Далее происходило многое. И похищение угля со влекущейся по каналу баржи — Ольга умела плавать, но я плохо завязал стянутую с себя рубашку, и треть добычи вывалилась в воду. И бегство через дыры в стенах от полицейских, явившихся накрывать черный рынок у Бранденбургских ворот. Траншеи, хохот, сбитое дыхание, шуршание дождя. Я отдал Ольге пиджак, и мы целовались в какой-то подворотне.
Недавно я интересовался, что пишут литераторы о времени руин. Одних занимает горечь, других — ностальгия, третьих — моральные вопросы, четвертых — тонкости отделения вины от ответственности. Черт его знает: обыватели были подавлены и кое-как выживали в своих развороченных домах, считая произошедшее ошибкой и обвиняя Гитлера только в военной агрессии. Но для беглецов от несправедливостей старого мира эти годы были эрой возрождения.
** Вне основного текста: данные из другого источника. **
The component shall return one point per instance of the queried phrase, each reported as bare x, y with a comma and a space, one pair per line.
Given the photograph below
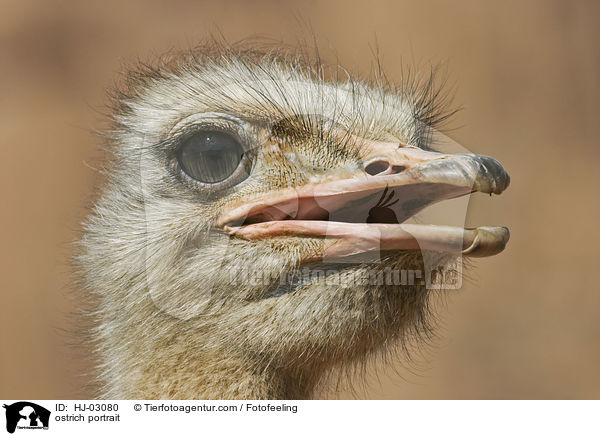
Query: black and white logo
26, 415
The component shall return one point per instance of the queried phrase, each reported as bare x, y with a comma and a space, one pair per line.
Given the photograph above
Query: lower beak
365, 211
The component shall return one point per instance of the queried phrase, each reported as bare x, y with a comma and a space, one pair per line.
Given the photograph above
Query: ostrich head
248, 205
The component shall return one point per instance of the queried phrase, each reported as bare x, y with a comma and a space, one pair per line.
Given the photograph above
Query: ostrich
233, 172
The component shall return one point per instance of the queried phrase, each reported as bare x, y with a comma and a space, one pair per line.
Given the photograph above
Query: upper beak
362, 209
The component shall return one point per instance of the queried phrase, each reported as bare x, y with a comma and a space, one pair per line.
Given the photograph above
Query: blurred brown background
527, 72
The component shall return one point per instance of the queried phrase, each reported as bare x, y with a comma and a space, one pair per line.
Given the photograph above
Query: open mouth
367, 212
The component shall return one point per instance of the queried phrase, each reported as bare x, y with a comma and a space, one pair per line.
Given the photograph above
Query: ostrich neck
152, 356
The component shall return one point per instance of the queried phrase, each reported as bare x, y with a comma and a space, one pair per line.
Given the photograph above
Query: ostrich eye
210, 156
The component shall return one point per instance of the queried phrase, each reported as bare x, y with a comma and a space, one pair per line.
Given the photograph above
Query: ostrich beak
364, 209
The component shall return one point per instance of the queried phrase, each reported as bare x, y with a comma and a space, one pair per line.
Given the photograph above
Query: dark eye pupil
210, 157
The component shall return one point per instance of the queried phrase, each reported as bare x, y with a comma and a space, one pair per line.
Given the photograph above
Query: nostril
383, 167
377, 167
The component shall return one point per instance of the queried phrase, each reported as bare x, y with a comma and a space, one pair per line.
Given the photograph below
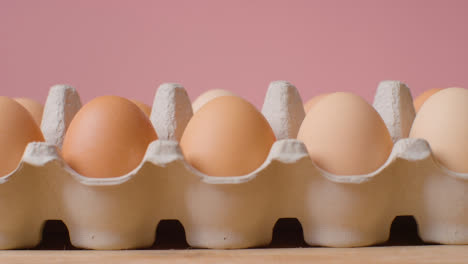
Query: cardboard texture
232, 212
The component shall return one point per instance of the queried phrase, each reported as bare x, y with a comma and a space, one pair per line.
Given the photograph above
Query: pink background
128, 48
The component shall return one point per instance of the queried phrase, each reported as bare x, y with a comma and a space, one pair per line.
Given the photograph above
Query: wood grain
396, 254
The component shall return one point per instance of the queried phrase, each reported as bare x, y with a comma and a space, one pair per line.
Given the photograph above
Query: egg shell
422, 98
313, 101
362, 149
237, 142
208, 96
108, 137
143, 107
17, 129
234, 212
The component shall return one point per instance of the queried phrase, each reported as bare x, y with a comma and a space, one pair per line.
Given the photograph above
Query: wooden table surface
392, 254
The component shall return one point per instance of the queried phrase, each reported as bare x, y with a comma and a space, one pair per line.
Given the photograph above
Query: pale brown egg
313, 101
442, 121
108, 137
422, 98
17, 129
345, 135
144, 107
208, 96
34, 108
228, 136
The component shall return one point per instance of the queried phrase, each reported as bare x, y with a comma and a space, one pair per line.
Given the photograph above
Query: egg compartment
232, 212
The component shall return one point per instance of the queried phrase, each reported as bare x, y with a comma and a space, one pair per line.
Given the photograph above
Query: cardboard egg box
232, 212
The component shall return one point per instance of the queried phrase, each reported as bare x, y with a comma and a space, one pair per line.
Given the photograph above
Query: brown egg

Разрушения сбили позолоту со Старого Света. Европейцы завершили развитие своей цивилизации ее уничтожением — или, по крайней мере, попустительством уничтожению. Поэтому все, кто раньше был стерт из истории, схватились теперь за шанс создать не просто новую судьбу, а другую судьбу. Настал миг, когда учреждались новые координаты. В начиненную фугасами землю вбивались сваи нового мира.
Пертль
По сюжету — директор садово-паркового управления, в котором главный герой книги Ханс Бейтельсбахер работает с кладбищами.
Айхамп
Поселение в западной части Берлина.
«КаДеВе»
Kaufhaus des Westens — универсальный магазин в берлинском районе Шенеберг.
Бейтельсбахер
Главный герой романа, от лица которого ведется повествование. Здесь он пишет о себе в третьем лице.
Хафель
Река на северо-востоке Германии, правый приток Эльбы.
Клара
Вторая личность Ольги, которая иногда «приходит».
Фольксштурм
Отряды народного ополчения нацистской Германии, созданные в последние месяцы Второй мировой войны для отражения натиска антигитлеровской коалиции на ее территорию.
Организация Тодта
Военно-строительная организация, действовавшая во времена нацистской Германии.
Вокзал «Зоологический сад»
Важный транспортный узел Берлина, находится вблизи Берлинского зоопарка.
Церковь кайзера Вильгельма
Протестантская церковь в Берлине, на площади Брайтшайдплац, где начинается улица Курфюрстендамм.